The kernel’s input dependence—modulating the recurrence at each timestep—enables Liquid-S4 to re-weight historical inputs adaptively, yielding improved generalization in non-stationary and highly correlated data regimes.

5. Empirical Evaluation and Performance Benchmarks

Liquid-S4 establishes new state-of-the-art results on multiple long-range sequence modeling benchmarks:

Long-Range Arena (1K–16K sequences)

Method	ListOps	IMDB	AAN	CIFAR	PathFinder	Path-X	Average
S4-LegS (reprod.)	59.60	86.82	90.90	88.65	94.20	96.35	86.09
Liquid-S4 (PB, $p\le6$)	62.75	89.02	91.20	89.50	94.80	96.66	87.32

Raw Speech Commands (35 classes, 16 kHz)

Model	Params	Accuracy
S4-LegS	307 K	96.08%
S4D-Lin	306 K	96.25%
Liquid-S4	224 K	96.78%

BIDMC Vital Signs (RMSE)

Model	HR	RR	SpO₂
S4-LegS	0.332	0.247	0.090
S4D-Inv	0.373	0.254	0.110
Liquid-S4 (best $p$)	0.303	0.158	0.066

These results indicate consistent 1–3% gains over S4, with Liquid-S4 frequently achieving higher accuracy and reduced parameterization (e.g., 30% fewer parameters on Speech Commands).

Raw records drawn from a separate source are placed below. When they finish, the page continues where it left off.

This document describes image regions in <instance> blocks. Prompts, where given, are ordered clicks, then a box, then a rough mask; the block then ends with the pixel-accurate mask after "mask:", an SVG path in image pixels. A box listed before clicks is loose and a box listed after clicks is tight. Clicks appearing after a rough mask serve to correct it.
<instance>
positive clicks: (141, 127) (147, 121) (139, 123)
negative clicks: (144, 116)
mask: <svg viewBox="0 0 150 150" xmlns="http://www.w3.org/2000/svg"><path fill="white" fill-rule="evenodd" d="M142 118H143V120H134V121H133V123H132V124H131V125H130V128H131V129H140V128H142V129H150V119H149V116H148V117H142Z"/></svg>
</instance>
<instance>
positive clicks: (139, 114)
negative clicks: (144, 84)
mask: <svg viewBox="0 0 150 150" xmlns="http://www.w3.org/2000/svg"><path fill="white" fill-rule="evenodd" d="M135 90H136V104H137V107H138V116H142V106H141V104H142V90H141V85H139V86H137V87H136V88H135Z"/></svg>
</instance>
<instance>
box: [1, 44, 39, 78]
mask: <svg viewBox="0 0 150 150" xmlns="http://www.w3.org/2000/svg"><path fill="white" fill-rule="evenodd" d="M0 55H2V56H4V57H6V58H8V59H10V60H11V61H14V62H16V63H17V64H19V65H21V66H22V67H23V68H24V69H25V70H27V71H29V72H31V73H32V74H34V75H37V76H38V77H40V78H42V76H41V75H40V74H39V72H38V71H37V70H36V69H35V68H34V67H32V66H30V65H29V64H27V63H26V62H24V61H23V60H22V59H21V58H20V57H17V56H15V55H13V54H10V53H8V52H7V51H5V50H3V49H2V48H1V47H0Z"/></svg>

6. Implementation Details and Hyperparameter Choices

Standard settings are:

• Number of state space blocks (“depth”): 4–9, task-dependent
• Hidden units per block ($H$): 128–512
• State dimension ($N$): 7 (ListOps/IMDB) to 512 (CIFAR)
• Low-rank factor ($r$): $1$
• Liquid kernel order ($\mathcal{P}$): typically 2–4, default at 3
• FFT-based convolution via PyKeops for memory efficiency
• Forward pass complexity: $\tilde O(N + L + \mathcal{P}\tilde L)$; memory similar to S4 with minor overhead for correlation kernels

7. Interpretations and Relevance

Liquid-S4’s lightweight kernel modulation introduces input-correlation structure into SSMs, directly encoding similarities of input samples during both training and inference. This property facilitates data-dependent adaptive filtering and generalization under long-sequence, highly-correlated, or non-stationary conditions. The empirical improvement at negligible computational or parameter cost suggests further applicability in domains typified by long-range dependencies and dynamic signal correlation.

Liquid-S4 extends S4’s diagonal-plus-low-rank parametrization by input-dependent kernel construction, resulting in a robust and scalable sequence modeling framework with consistent empirical benefits across modalities (Hasani et al., 2022).